The state broadcaster’s sports channel CCTV-5 -- which averaged 25 million viewers per game during previous NBA finals -- has no plans to air the opening games, the first time it has not covered regular season games in at least a decade.

There are no NBA games scheduled for broadcast on CCTV this week, according to its website, although there will be more than 30 games played in the U.S. between teams like the Los Angeles Lakers and Clippers as the season kicks off.
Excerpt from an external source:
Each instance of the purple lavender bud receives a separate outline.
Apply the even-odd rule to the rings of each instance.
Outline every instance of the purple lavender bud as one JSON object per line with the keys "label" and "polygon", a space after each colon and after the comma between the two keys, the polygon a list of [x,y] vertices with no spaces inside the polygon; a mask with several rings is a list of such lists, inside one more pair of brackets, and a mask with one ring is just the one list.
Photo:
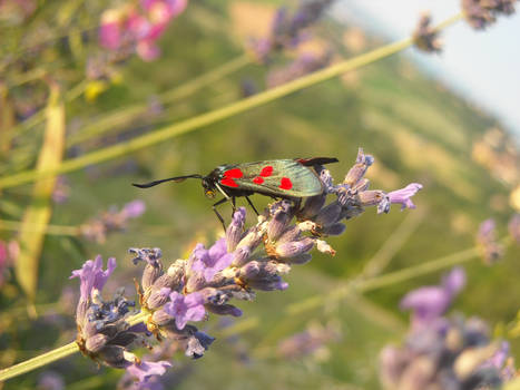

But in a sign of the enduring interest from Chinese fans -- 500 million of whom watched one or more games last year -- Internet giant Tencent Holdings Ltd. live-streamed games from Wednesday. Tencent had announced its boycott of pre-season games as well at the height of the controversy earlier this month, but resumed live-streaming of games beginning Oct 14.

NBA’s Silver Says China Crisis Brought ‘Substantial’ Losses

The NBA was plunged into turmoil earlier this month after the Houston Rockets’ general manager, Daryl Morey, posted a tweet in support of pro-democracy demonstrators in Hong Kong. He soon deleted the message, but China took umbrage and the NBA’s sponsors in the country cut ties with the league.

NBA Commissioner Adam Silver further inflamed tensions at the time by supporting Morey’s right to free speech, telling reporters that the league wouldn’t police what people can say.

The fall-out from the tweet has paralyzed the league’s operations in its biggest market outside of the U.S. The NBA is the most popular American sports league in the world’s most populous country and its business there is already a billion-dollar enterprise.

In an interview with Forbes in March, NBA China CEO Derek Chang said that regular season games previously averaged four million viewers on CCTV and three million on Tencent, even though an 8 p.m. game in New York tips off at 9 a.m. the next day in China.

This isn’t the first time China has halted NBA broadcasts. They were suspended for several months in 1999 after U.S. bombs hit the China embassy in Belgrade, killing three Chinese journalists. Other halts took place in 2001 and 2008, sparked by geopolitical conflicts like tensions over the South China Sea.